The pathophysiologic mechanism of quadriceps tendon rupture in patients with DISH could be multifactorial. However, blood supply of the quadriceps tendon, microtrauma, collagen quality, and tendon calcifications have a role in quadriceps tendon rupture [10]. Polymorphism of the collagen gene is another rare risk factor for spontaneous ruptures.
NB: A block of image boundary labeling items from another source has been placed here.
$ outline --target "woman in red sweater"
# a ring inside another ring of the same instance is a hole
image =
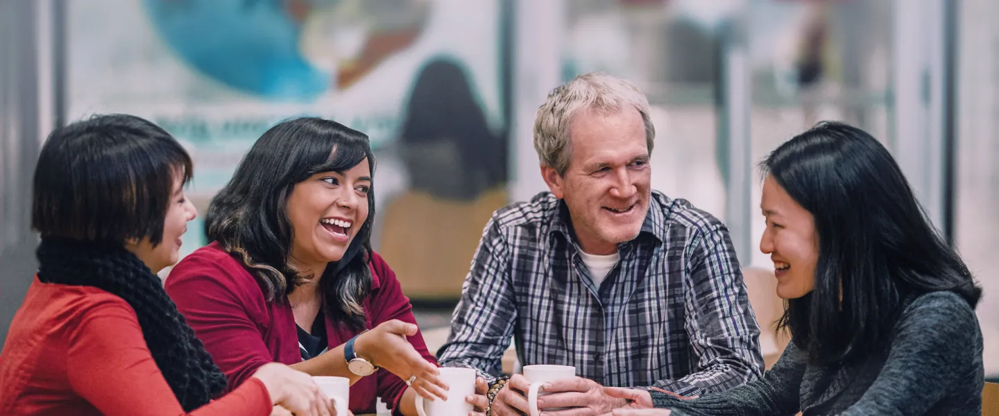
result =
[[[155,274],[196,215],[191,172],[177,141],[137,117],[49,136],[34,180],[38,274],[0,352],[0,414],[333,414],[309,375],[280,364],[219,398],[225,375]]]
[[[231,387],[277,361],[350,378],[355,413],[380,397],[416,416],[416,395],[446,397],[409,299],[371,248],[373,162],[363,133],[294,119],[264,133],[212,201],[213,242],[166,289]]]

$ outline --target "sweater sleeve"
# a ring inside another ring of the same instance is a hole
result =
[[[274,361],[249,312],[264,300],[248,294],[247,279],[237,275],[245,269],[236,267],[207,255],[189,255],[174,267],[165,285],[195,335],[226,373],[230,389]]]
[[[123,300],[87,310],[69,334],[66,355],[70,386],[109,416],[186,415],[146,345],[139,321]],[[271,414],[271,398],[260,380],[190,413],[192,416]]]
[[[403,289],[396,278],[396,272],[389,267],[389,264],[378,253],[375,253],[371,261],[373,271],[378,274],[381,287],[371,300],[371,310],[374,312],[372,326],[378,326],[382,322],[399,319],[403,322],[417,323],[416,316],[413,315],[413,305],[410,298],[403,294]],[[416,348],[424,359],[438,363],[434,355],[427,350],[427,342],[424,335],[417,332],[416,335],[408,338],[413,347]],[[393,409],[393,414],[399,415],[399,401],[406,392],[407,385],[403,379],[389,371],[379,371],[378,373],[378,394],[382,400]]]
[[[926,414],[961,381],[981,380],[981,328],[968,302],[952,292],[924,294],[896,324],[874,383],[841,415]]]
[[[652,391],[652,403],[673,410],[677,416],[790,416],[800,407],[798,392],[805,363],[805,354],[792,342],[762,379],[697,399],[678,399]]]

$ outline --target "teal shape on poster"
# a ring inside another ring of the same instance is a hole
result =
[[[296,16],[308,14],[309,2],[144,1],[156,31],[182,61],[233,89],[273,101],[309,102],[333,84],[333,74],[310,65],[299,51]]]

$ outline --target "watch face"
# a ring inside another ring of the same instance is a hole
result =
[[[375,366],[372,363],[357,358],[347,363],[347,368],[350,368],[352,373],[362,377],[372,375],[375,372]]]

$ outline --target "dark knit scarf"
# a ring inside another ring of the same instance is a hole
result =
[[[37,254],[39,280],[97,287],[132,305],[146,345],[185,411],[226,389],[225,374],[167,296],[160,277],[121,243],[43,237]]]

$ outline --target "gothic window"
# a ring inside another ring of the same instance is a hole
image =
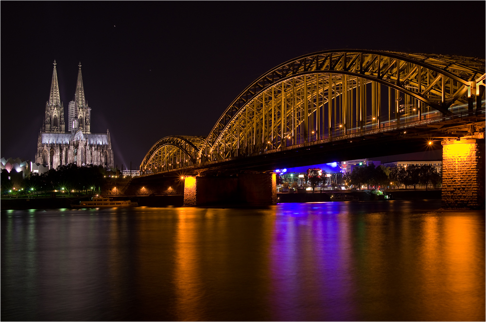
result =
[[[50,163],[51,167],[52,168],[54,167],[54,150],[51,150],[51,162]]]
[[[82,164],[83,162],[85,162],[85,149],[81,148],[79,149],[80,155],[81,156],[81,160],[80,162]]]
[[[42,164],[47,165],[47,151],[45,150],[42,151]]]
Chronic renal failure is another cause of simultaneous bilateral quadriceps tendon rupture in the literature. Lee et al. [5] reported a case of simultaneous bilateral quadriceps tendon rupture in a patient aged 30 years with chronic renal failure and parathyroid adenoma. This patient was under hemodialysis treatment, and tendon rupture occurred spontaneously. In this situation, uremic toxins, beta 2-microglobulin, come together in tendons. The other way in patients with chronic renal failure is a calcium, phosphate, and parathyroid mechanism, which can cause tendon rupture. Glomerular filtration failure reduces serum calcium in this condition, parathyroid hormone elevates, and bone resorption begins [5]. It was found that duration of dialysis was a related mechanism of injury.

Some patients in the literature with arthritis or systemic lupus erythematosus had endothelial swelling and vascular mononuclear cell infiltration of the tendon area in microscopy studies. Patients with rheumatoid arthritis have higher levels of collagenase, and this can cause tendon rupture. In addition, it was found that chronic symptomatic tendinopathy was also related to quadriceps tendon rupture in older patients.

This is the first case report to demonstrate a possible relation between simultaneous bilateral quadriceps tendon rupture and diffuse idiopathic skeletal hyperostosis secondary to minimal trauma. This diagnosis should be taken into account in patients with quadriceps tendon rupture.

Conflicts of Interest

The authors declare that they have no conflicts of interest.